Humans have a decent sense of picking up warning signs from others. Changes in habit, routine, withdrawal from societal or work obligations are all warning signs. Increase in drug and alcohol use raise concern. Suicide hotlines, referral to mental health centers, or even hospitalization are options for treatment. There are numerous community resources available to provide guidance once they are approached.

However, what are we to do with the most reticent individual, the person who is unwilling to accept help? In that case identifying the risk moves us to crux of the problem — how do you intervene when the person refuses treatment? Intervention should follow a path similar to addiction. When a problem is identified, the key is gathering as many stockholders in that person’s life and intervening early.

We fear invading a person’s privacy, perhaps being wrong or nosy. But the regret of intervention never approximates the heart-wrenching lament that follows the failure to act after a suicide.

One final note about the attempts themselves. The greater the lethality, the less chance of surviving an attempt. The presence of firearms ratchets up the stakes. As a society, we’ve honed in on the destructive capacity of guns in the context of suicide, but overdoses, hanging, and CO poisoning from cars can also be lethal.

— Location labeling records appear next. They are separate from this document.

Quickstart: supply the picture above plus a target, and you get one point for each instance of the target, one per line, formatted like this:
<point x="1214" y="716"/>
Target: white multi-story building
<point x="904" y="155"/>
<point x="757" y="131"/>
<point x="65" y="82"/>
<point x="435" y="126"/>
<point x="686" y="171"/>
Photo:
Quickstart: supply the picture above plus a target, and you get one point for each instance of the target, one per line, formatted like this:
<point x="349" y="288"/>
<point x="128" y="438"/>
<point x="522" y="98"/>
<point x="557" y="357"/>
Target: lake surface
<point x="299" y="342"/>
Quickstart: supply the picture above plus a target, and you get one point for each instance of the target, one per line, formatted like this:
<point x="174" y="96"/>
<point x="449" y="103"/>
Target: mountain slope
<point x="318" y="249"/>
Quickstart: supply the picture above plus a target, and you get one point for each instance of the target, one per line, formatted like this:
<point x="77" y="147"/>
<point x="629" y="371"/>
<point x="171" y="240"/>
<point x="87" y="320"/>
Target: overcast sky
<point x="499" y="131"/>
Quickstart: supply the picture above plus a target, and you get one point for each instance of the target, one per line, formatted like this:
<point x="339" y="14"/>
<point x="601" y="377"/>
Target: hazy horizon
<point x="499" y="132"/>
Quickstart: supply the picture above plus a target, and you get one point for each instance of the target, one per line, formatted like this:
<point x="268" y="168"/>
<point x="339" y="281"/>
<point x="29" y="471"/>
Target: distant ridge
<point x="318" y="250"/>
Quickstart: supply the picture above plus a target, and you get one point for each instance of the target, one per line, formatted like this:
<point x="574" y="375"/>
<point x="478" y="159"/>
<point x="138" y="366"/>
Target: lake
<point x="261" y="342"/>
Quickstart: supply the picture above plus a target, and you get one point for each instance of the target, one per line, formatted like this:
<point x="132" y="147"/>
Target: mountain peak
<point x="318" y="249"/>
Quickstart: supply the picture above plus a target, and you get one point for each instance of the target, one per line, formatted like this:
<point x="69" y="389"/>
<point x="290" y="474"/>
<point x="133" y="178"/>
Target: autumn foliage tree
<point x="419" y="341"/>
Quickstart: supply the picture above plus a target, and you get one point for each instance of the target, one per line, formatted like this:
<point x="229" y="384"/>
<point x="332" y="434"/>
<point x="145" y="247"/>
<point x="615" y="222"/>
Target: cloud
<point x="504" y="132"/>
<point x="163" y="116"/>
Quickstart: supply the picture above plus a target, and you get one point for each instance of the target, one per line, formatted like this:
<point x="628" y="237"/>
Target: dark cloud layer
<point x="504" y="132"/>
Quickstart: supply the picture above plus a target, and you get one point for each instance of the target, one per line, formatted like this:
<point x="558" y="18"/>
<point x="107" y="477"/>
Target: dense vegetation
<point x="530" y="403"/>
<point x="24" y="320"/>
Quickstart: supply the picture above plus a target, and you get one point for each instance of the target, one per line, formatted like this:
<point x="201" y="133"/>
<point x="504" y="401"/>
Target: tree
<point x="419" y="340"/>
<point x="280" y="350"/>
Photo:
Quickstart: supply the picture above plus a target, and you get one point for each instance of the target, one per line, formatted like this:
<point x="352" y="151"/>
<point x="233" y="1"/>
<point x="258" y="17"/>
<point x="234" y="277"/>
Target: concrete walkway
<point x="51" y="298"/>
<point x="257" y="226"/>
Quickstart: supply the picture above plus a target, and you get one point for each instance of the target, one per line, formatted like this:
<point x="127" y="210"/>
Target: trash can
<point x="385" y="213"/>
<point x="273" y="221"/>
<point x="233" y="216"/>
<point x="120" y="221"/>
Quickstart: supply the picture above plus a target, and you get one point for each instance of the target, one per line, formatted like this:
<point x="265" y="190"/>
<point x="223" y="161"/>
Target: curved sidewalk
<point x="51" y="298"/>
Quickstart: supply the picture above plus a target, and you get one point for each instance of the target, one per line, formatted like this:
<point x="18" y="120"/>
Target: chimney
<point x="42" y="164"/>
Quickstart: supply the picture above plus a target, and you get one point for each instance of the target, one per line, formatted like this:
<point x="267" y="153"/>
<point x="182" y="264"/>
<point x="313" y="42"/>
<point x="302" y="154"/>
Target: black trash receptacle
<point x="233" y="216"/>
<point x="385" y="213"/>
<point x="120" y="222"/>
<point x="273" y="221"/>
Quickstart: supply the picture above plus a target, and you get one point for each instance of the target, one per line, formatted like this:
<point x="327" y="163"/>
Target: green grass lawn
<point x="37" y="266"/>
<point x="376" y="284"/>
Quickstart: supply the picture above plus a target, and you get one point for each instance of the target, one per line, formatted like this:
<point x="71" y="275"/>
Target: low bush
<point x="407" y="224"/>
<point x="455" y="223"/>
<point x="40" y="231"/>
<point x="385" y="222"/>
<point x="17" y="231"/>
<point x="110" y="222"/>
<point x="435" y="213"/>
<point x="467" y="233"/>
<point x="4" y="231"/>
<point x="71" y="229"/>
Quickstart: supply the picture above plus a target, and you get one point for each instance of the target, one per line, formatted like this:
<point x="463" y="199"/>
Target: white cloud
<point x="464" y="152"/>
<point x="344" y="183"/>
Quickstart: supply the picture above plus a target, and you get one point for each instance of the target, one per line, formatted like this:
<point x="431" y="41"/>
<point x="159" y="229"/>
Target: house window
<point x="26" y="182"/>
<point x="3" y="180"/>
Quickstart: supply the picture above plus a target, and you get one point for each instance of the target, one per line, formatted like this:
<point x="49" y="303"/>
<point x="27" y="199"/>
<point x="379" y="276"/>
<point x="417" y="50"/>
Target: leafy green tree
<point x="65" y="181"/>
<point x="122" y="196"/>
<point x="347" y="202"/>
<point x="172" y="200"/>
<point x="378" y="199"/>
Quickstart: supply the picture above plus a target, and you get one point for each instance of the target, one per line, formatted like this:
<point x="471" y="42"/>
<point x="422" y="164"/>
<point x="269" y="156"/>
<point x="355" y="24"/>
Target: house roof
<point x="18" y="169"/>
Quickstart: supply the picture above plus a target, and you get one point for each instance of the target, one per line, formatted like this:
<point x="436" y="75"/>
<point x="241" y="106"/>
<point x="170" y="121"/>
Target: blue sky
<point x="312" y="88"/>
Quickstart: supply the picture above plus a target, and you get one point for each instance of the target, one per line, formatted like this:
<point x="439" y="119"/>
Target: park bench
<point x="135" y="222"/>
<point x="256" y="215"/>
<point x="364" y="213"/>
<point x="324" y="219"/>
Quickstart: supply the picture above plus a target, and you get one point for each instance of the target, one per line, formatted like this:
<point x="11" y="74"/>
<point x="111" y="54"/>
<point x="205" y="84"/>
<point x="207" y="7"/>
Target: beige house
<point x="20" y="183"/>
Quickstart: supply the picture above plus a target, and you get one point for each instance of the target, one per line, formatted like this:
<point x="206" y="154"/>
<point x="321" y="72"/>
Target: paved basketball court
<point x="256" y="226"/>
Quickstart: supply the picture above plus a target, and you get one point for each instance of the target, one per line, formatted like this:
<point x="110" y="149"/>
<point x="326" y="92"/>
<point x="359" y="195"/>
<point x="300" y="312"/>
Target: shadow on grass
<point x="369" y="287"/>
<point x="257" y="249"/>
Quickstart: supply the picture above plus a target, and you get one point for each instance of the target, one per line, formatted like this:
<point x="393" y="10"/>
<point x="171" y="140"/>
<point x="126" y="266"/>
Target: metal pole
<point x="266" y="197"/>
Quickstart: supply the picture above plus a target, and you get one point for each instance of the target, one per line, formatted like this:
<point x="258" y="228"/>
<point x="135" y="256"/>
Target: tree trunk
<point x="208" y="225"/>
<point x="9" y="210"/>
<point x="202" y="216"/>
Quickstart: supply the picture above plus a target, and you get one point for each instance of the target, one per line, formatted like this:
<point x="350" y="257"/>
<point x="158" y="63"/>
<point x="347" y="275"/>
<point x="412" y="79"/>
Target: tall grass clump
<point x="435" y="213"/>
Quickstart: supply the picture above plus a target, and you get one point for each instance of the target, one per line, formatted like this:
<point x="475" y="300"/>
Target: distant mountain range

Isolating means as a method for suicide prevention is ultimately dubious if a person is intent on killing themselves. Regardless, inquiring about the presence of firearms, or other lethal means, and securing them is necessary.

An aspect to suicidality that is skyrocketing in prominence is heroin and other opiates. An individual in the throes of addiction will see overdose as an option for escaping their predicament. Dosing themselves with a ‘devil may care’ attitude is effectively a suicide attempt, especially in the context of the heroin epidemic in which we are mired. Dual diagnosis treatment is necessary to combat both the substance and mood issues that predominate in this population.

Suicidal individuals can be broken down rudimentarily into 3 groups: those who will never attempt (or re-attempt), those who will never cease attempting until they are successful, and the great middle who can be swayed with the right support and treatment. It is for this last group that intervention is key and referral to mental health evaluation and treatment, whether for medications and/or psychotherapy is a start.